The bond market embrace comes at a good time for technology companies because corporate the governance scandals have all but shut down another popular funding avenue - listing of shares on U.S. exchanges.
Just two Chinese technology companies have successfully launched U.S. initial public offerings this year, including newly listed YY Inc (YY.O). That’s down from 15 in 2011 and way off the 41 issues in 2010.
These IPOs have raised only $153 million this year, compared with $2.17 billion last year and $4.01 billion in 2010, Thomson Reuters data shows.
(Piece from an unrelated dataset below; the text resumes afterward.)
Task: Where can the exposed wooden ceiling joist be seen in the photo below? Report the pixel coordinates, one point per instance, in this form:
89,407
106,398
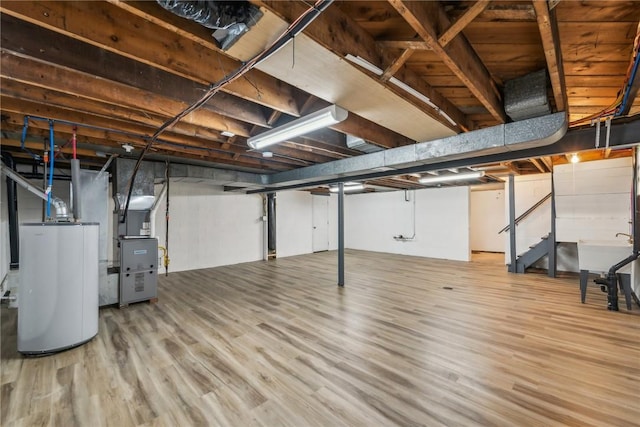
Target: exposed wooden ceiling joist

By contrast, Tencent and Baidu raised $2.1 billion via bond issues this year, while Alibaba has raised a massive $4 billion in loans.
“It’s a lot faster and simpler to raise bonds - raising equity would result in share dilution and takes a longer time,” said Thomas Chong, Internet analyst with BOCI Research in Hong Kong.
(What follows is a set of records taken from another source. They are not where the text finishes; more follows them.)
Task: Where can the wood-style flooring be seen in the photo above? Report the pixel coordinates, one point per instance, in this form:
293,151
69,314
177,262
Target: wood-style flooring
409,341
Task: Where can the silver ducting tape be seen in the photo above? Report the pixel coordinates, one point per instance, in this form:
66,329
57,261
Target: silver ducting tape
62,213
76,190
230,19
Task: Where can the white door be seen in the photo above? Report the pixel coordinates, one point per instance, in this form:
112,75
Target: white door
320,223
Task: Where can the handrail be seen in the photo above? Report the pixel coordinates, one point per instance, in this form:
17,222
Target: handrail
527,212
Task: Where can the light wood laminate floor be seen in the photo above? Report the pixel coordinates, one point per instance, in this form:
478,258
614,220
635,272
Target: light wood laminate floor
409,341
Chong said the companies were keen to borrow even though their balance sheets are loaded with cash because they need U.S. dollars but their revenue is primarily in yuan.
Tencent is expected to nearly double its free cash flow in the current year to 18.3 billion yuan, according to Nomura. Baidu’s free cash flow this year is estimated to hit 8.0 billion yuan, Credit Suisse said in a report.
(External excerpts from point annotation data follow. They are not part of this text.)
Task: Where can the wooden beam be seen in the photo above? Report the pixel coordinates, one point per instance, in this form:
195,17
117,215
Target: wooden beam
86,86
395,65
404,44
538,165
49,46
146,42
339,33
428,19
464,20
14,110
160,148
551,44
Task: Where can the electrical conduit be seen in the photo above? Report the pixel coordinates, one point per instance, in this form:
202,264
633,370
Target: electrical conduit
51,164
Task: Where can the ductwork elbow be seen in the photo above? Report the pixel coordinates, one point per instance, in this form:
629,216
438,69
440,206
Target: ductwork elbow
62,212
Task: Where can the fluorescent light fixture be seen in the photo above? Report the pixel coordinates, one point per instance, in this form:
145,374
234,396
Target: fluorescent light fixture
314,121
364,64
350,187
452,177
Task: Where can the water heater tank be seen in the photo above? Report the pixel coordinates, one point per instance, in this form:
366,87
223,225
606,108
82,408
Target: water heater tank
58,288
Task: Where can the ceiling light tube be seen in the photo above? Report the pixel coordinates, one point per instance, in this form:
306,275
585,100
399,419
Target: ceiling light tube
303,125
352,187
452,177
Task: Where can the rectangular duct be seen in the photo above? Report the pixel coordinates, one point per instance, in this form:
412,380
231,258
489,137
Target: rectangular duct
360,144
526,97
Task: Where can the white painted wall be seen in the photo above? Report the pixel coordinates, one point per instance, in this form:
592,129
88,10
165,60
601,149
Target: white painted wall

China’s tax laws provide another incentive to borrow in the international credit markets. If Chinese companies use domestic cash to repay foreign borrowing, they would have to pay a remittance tax of as much as 10 percent, said Catherine Chan, head of investor relations at Tencent.
“Raising offshore capital to repay offshore loans through bonds issues will help optimize our tax obligation while allowing us to take advantage of the higher deposit rates in China by parking cash generated from our operations onshore,” she said.
Credit investors and analysts doubt that the positive reception afforded to China’s tech giants will trickle down to smaller players whose prospects may be less certain. That means debt markets won’t replace IPOs.
Many Chinese Internet companies could use cheap bond funding right now, especially those in gaming and e-commerce. But the lesser known firms are eyed suspiciously because they lack solid assets and their cash flows are unpredictable.
“It will take some time to educate the bond market about Internet companies, given we are usually asset-light and have a shorter track record than traditional brick-and-mortar industries,” said Tencent’s Chan.
Even for established names, market perceptions can change rapidly: Yahoo lost 80 percent of its market capitalisation since its Internet peak in 1999 while Google’s stock has risen more than six-fold since its stock market debut in 2004.
“If you look at the rapid rate of changes in technology and consumer behaviour, I would be concerned about holding debt in the longer term. You could, for instance, have some new platforms or delivery medium emerging and taking over from these sites,” said Tim Jagger, Singapore-based portfolio manager at Aviva Investors.